MASA Orde Baru merupakan masa kelam bagi etnis Tionghoa di Indonesia. Pemerintah saat itu mengeluarkan peraturan mengenai larangan penerbitan dengan bahasa serta aksara Tiongkok, perayaan keagamaan dilakukan hanya dalam keluarga, serta adanya aturan mengganti nama bagi etnis Tionghoa Indonesia. Tragedi kerusuhan rasial terhadap etnis Tionghoa 13-14 Mei 1998 merupakan salah satu rangkaian peristiwa yang terjadi menjelang lengsernya Soeharto dan berakhirnya kekuasaan Orde Baru.
Salah seorang aktivis reformasi, Azmi Abu Bakar, melihat masyarakat ingin menumbangkan rezim Orde Baru namun seolah digerakkan untuk berhadapan dengan etnis Tionghoa. “Saya berpikir lebih baik Soeharto tidak perlu turun kalau bayarannya adalah peristiwa 13-14 Mei. Terlau mahal,” ungkap pria Aceh yang akrab disapa Azmi ini. Ia merasa menjadi bagian dalam menorehkan luka etnis Tionghoa kala itu.
Dalam talkshow yang diselenggarakan oleh Profesional dan Usahawan Katolik Keuskupan Agung Jakarta, Jumat, 1/2 lalu, Azmi mengatakan stereotipe yang dihadapkan pada etnis Tionghoa merupakan akibat dari provokasi yang tersebarluas. “Masyarakat tidak mempunyai ingatan apa-apa tentang etnis Tionghoa, namun Tionghoa dilabeli sebagai mereka yang suka mencari untung sendiri, dahulu berpihak pada Hindia Belanda, dan diamini begitu saja,” ujarnya di Gedung Prathivi.

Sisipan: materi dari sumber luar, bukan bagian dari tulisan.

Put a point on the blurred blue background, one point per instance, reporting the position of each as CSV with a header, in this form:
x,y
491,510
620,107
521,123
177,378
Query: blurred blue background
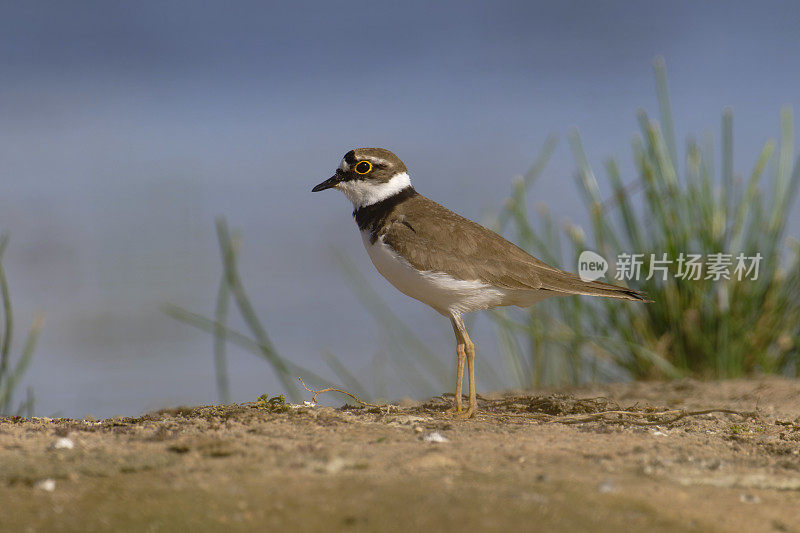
x,y
125,128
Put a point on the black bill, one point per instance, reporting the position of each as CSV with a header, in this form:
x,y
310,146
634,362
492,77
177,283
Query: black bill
x,y
328,183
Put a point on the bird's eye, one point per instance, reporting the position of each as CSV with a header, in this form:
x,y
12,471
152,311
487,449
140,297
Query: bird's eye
x,y
363,167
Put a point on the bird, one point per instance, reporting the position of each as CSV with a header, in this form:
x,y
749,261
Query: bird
x,y
452,264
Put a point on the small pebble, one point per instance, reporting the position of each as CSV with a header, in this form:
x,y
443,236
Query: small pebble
x,y
435,437
749,498
48,485
605,487
63,443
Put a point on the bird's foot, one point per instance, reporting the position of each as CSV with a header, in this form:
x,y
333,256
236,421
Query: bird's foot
x,y
469,413
455,410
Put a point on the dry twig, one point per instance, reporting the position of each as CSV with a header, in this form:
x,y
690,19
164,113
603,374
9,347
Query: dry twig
x,y
331,389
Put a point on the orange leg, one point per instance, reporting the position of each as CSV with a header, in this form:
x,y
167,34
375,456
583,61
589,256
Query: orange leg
x,y
465,350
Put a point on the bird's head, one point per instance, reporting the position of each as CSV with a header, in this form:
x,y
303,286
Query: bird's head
x,y
367,176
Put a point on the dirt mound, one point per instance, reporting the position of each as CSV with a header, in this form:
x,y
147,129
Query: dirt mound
x,y
677,456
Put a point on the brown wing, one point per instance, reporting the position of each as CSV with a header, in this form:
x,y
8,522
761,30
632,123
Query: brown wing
x,y
431,237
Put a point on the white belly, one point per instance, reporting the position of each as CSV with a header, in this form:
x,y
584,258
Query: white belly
x,y
439,290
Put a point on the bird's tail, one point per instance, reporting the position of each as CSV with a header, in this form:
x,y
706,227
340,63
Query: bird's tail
x,y
569,283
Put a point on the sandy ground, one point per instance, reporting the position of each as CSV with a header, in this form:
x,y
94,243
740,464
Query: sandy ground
x,y
547,461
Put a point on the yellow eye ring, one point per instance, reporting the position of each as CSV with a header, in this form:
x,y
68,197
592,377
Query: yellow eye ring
x,y
361,164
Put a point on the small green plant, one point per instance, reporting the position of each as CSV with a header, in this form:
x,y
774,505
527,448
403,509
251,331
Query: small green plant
x,y
12,373
276,404
715,328
260,344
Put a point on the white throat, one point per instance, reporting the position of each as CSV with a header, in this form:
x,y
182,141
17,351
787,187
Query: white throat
x,y
362,193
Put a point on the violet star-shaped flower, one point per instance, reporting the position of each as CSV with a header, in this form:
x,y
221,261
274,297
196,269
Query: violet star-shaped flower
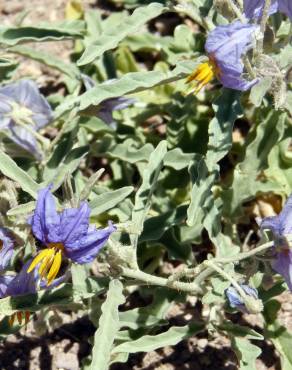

Padahal, Azmi mengatakan etnis Tionghoa berjasa dalam perjalanan bangsa Indonesia, baik sebelum maupun sesudah kemerdekaan.
Tak hanya berperan dalam pendidikan dan kebudayaan, etnis Tionghoa juga ada berperan dalam militer. “Ada orang Tionghoa yang juga berperang untuk kemerdekaan dan itu tidak diketahui masyarakat,” tambah Azis. Dalam buku Etnis Tionghoa dan Nasionalisme Indonesia: Sebuah Bunga Rampai, Leo Suryadinata mencatat, selain melalui Partai Tionghoa Indonesia, etnis Tionghoa di Indonesia tidak sedikit yang terlibat dalam dunia pergerakan nasional. Mereka turut andil dalam mencapai kemerdekaan. Misalnya, turut sertanya etnis Tionghoa dalam Sumpah Pemuda yang meletakkan dasar penting lahirnya bangsa Indonesia. Empat orang Tionghoa juga duduk dalam Badan Penyelidik Usaha-Usaha Persiapan Kemerdekaan Indonesia. Ada pula etnis Tionghoa yang turut meresmikan UUD 1945 dalam Panitia Persiapan Kemerdekaan Indonesia, yaitu Jap Tjwan Bing.
Surat kabar berbahasa peranakan Tionghoa, Sin Po, turut mendukung nasionalisme politik Tionghoa. Mereka mendesak masyarakat Tionghoa di Hindia Belanda meninggalkan kekawulaan Belanda, dan menarik diri dari institusi-institusi politik lokal tetapi terlibat secara aktif dalam politik di Tiongkok.
Perang Sepanjang yang juga dikenal sebagai pemberontakan Tionghoa-Jawa pada tahun 1700-an adalah perang yang jangkauan wilayahnya sangat luas. Kerugian di pihak VOC sangat besar. Namun, keberadaannya hilang dari sejarah formal Indonesia.
“Ada yang luput dari sejarah kita bahwa Tionghoa juga berada di barisan depan kemerdekaan bangsa,” kata Azmi. Ia merasa penting bagi masyarakat untuk memiliki keberanian menceritakan fakta ini. “Jangankan masyarakat lain, orang Tionghoa saja gagap menceritakan sejarahnya,” tambahnya. Hal ini melatarbelakanginya mendirikan Museum Pustaka Peranakan Tionghoa di Serpong, Tangerang.
Cara berpikir bahwa untuk menjadi Indonesia adalah dengan menanggalkan identitas budaya asal adalah keliru menurut Azmi. Suatu etnis, ketika ingin menjadi Indonesia yang seutuhnya, ia sebut harus memahami etnis dan budayanya sendiri terlebih dahulu. “Dengan memahami dirinya, di situlah ia menjadi Indonesia. Bukan dengan menanggalkannya. Cara ber-Indonesia ini yang perlu kita tanamkan.”